Voltaire took the natural catastrophe as further evidence of the absence of any controlling, benign deity who touted up the works of the virtuous and demerits of the sinful. He saw a world where accidents occurred, where Optimism was unfounded. We could hope for a better life, but that hope had no practical effect.

The month after the Lisbon earthquake, Voltaire finished his "Poem on the Lisbon Disaster," which begins:

And can you then impute a sinful deed

To babes who on their mothers' bosoms bleed?

Was then more vice in fallen Lisbon found,

Than Paris, where voluptuous joys abound?

Was less debauchery to London known,

Where opulence luxurious holds the throne?
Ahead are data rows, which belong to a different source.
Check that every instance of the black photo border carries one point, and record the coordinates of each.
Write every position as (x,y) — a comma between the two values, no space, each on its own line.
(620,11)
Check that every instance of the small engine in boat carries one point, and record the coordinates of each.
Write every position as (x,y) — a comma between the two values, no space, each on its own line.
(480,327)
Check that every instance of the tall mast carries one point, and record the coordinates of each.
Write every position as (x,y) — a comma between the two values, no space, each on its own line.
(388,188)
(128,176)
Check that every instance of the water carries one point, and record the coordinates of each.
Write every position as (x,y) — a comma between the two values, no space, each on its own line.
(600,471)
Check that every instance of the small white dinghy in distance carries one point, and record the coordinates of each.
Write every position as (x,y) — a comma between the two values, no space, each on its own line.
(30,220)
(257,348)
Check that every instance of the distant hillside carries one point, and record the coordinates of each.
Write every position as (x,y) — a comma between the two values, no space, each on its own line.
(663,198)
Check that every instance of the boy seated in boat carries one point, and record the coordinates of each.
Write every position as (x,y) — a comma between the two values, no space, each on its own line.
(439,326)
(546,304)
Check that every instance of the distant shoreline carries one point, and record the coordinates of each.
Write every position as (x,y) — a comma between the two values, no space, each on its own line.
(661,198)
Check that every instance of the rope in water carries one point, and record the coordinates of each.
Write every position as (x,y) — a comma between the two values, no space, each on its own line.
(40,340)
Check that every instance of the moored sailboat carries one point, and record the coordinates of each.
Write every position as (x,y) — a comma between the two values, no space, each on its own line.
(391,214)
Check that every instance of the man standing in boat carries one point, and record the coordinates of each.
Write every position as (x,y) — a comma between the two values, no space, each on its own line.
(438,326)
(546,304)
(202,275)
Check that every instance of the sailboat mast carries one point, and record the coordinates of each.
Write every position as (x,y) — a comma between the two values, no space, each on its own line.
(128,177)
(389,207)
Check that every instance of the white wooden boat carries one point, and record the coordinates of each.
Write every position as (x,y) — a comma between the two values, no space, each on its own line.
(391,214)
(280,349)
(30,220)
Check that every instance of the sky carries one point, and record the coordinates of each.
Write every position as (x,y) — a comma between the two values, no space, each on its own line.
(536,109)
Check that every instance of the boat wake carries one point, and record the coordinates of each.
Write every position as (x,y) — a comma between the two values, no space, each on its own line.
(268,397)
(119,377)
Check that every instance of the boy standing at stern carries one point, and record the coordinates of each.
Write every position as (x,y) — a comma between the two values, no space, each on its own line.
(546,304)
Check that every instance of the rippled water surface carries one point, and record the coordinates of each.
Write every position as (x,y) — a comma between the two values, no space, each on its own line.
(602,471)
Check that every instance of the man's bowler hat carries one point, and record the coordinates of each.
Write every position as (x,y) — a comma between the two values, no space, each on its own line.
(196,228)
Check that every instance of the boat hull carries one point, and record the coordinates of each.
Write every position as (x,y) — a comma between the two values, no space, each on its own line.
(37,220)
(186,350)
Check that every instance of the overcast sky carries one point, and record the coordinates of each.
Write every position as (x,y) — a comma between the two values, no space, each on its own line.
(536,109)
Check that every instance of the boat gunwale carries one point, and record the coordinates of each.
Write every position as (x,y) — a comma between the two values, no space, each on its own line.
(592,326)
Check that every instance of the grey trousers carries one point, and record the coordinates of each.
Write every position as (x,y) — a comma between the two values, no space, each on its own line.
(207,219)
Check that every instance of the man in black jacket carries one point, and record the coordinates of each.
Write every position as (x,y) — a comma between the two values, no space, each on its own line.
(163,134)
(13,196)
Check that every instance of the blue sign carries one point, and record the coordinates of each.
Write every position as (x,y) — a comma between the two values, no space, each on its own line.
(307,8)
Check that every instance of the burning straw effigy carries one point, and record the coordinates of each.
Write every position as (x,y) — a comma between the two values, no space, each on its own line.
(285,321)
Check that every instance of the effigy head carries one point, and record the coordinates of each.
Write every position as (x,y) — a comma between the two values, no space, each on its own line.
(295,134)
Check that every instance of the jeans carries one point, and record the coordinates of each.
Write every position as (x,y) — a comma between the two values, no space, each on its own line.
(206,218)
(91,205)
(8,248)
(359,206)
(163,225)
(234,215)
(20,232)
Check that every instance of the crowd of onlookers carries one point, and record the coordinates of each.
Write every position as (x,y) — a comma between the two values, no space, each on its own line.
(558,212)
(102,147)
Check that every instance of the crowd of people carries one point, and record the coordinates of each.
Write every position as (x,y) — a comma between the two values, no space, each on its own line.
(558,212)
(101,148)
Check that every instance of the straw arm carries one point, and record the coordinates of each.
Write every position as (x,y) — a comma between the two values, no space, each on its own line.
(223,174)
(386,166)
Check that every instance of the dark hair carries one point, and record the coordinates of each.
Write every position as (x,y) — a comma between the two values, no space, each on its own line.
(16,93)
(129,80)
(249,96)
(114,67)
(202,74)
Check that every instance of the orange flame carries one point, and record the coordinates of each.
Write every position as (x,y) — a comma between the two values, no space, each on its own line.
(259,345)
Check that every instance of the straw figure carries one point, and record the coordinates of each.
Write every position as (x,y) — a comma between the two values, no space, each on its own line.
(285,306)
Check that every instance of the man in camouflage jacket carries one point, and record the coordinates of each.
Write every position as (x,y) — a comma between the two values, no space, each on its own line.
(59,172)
People wounded by tragedy need comfort, and whatever provides them comfort is in a real sense a blessing. People need shoulders and soft touches, kind eyes and handkerchiefs. We all ought to try to be better to each other, to understand that pain is the common denominator of human experience. There is nothing to be gained by denigrating the tightly clutched articles of another's faith.

This mightn't be the best of all possible worlds, but it is the only world we have-sad and ravaged it may be, blasted here and there beyond all hope of repair, yet it wobbles on. Dylan Thomas refused to mourn the death of the child burned up in a V2 rocket attack on London by the Nazis, not because the lost life was not precious, but because to do so would divert energy from the essential job at hand , whether it be something as grand as the struggle against totalitarian evil or the simple daily struggle to continue our absurd journey.

At least my life has often felt absurd.I have discussed Vermeer in dugouts with left-handers. I have followed police detectives into grisly crime scenes. I've sat face to face with murderers and been moved by their self-pitying rationalizations. I once played guitar on the Merv Griffin Show. I don't know what will happen next and I'm curious to see.

It will not all be pretty. Most of us, I think, are capable of atrocity, of behaving like Good Germans or the subjects of the Milgram experiment. The bad guys are not so different than we are-a few have been stripped of their empathetic apparatus, some of them are sociopaths-but most are desperate and fearful and doing what they have convinced themselves they must do.

Life is a losing proposition-no one gets to cash in their winnings as he walks away at the end of the evening. No one beats the house, no one gets out alive. We play largely because we can't see what else to do.

There are no pretty words that can explain or mitigate your loss. That scooped-out feeling at the end of your tears? I don't know that it ever completely goes away.

But I think it is as they say, that sadness is a part of life, and though words can sentimentalize and even mawken loss, they are one of the few instruments we can use to signal each other through the falling darkness. They are as well meant as they are insufficient.